Benedict Anderson and Pransenjit Duara are two of the foremost scholars on nationalism in the world. Nationalism, or the formation of identities and ties between people who live within a specified land mass boundary, is something that has been shifting in the Middle East in recent months and is something to which we should pay attention. Here's a bit about why you should read Duara's Nations and Nationalism and Anderson's Imagined Communities.
Duara says nations have both hard and soft boundaries. A “soft boundary” of a community as a community with a culture which does not prevent it from potentially sharing or joining with groups around it. A “hard boundary” is a community in which there is so much dissimilarity between it and its surrounding communities, these communities couldn’t possibly share practices or join together. Duara says it is necessary for a community’s boundaries to harden in order for a nationality to form.
Anderson’s similar argument about borders of a nation is more limited and in this limited definition doesn’t contradict itself. Anderson defines a “limited nation” as a nation which has “finite, if elastic, boundaries.” This argument is similar to Duara’s because both arguments try to account for when members of a community or nation are lost to or added from a surrounding community. This simpler argument is better than Duara’s because it acknowledges this practice of gaining or losing members, most likely because of a similarity or dissimilarity of culture, does occur, but does not make claims about “hard boundaries” which it cannot support.
Duara’s explanation of the nationalist ideology of how women are incorporated into the nation is ineffective because he doesn’t explain what women he speaks of, how this idea is spread, or why this is relevant to his overall theme about culture. Duara explains how nationalist systems try to involve women by using “linguistically gendered” words such as “motherland.” While this is a potentially viable argument, Duara doesn’t go much further into explanation. The paragraph also doesn’t fit well with the rest of the cultural theme of the piece unless these women as the nation were involved culturally in some way.
Similar to Duara and his women in the nation ideology, Anderson presents an argument about how the ideology of a nation which speaks about how people’s perception of time needs to change in order to form a nation which is a more effective argument because it explains why this shift in thinking is necessary. In this argument, Anderson explains the need to change people’s conception of time in novels and newspapers from the pre-nation thinking of “simultaneity,” in which two things didn’t happen at once, to the nation thinking in “homogeneous, empty time,” in which more than one action can be performed at any given moment. Anderson says this new kind of thinking is necessary for nationalism to spread because it makes people in a community feel more connected in that they may be doing an activity at the same time as someone in their community whom they have never met. This explanation is more effective than Duara’s argument because Anderson explains why a collective change in thinking is necessary for the success of nationalism. Duara, on the other hand, does not explain the necessity of involving women or changing people’s thinking about women in the nation through this ideology.

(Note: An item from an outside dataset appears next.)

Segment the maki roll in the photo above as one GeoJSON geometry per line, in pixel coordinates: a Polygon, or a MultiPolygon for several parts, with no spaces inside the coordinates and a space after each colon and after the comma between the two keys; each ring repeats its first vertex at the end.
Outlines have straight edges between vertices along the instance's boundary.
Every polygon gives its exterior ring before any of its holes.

Duara’s explanation of the change from “culturalism” to “nationalism” because of a fear of “others” is inadequate because of the circular nature of his argument. Duara says there is a very fine line between “culturalism,” which is a community’s belief in the superiority of their own culture and “nationalism,” which is a want on behalf of the community to have this culture protected by a state. Duara says such a shift only occurs when there is a threat to this culture from an outside source. This argument is ineffective because it says culturalism is only possible when there is no threat from another culture, but for this to be possible, the community would have to be entirely isolated. If this community was so isolated, there would be no threat from an outside source for it to need protection from a nation-state. So, Duara’s argument for “culturalism” as existing in the real world is circular and impossible.
Anderson’s argument about print capitalism, which is similar to Duara’s in its implications, is more effective than Duara’s. These arguments are similar because the threat from “others,” says Duara, caused a want for nationalism to protect the high culture and the printing press caused a greater “fixity of language” which allowed people to have finite examples of an aspect of their culture to protect. Anderson’s argument is more effective because it gives a concrete example of an aspect of a culture which can be looked at and protected. People knew exactly where to find examples of their culture, in the printed word, and with this actual document knew what to protect. Duara’s argument about protecting a culture through an upsurge in nationalism is more anonymous because he doesn’t explain how people know exactly which aspect of culture they are protecting nor does he explain how they would have concrete examples of only their own culture to protect.
In these examples of culture leading to nationalism, Anderson and Duara present similar ideas in their arguments about the fixity or lack thereof of national boundaries, about ideologies necessary for a nationalistic system, and about the need for nationalism to protect a threatened culture. Anderson is more effective in his arguments because, first, he doesn’t make a sweeping claim he cannot support in favor a simpler definition, second, he explains why a change in ideology is necessary for a nationalist government rather than simply stating it is different and, finally, he gives a real reason for people to protect an aspect of their culture rather than just an anonymous threat. Anderson’s work is more effective if one wishes to formulate a working definition of a nation and to apply it to a greater number of real world situations.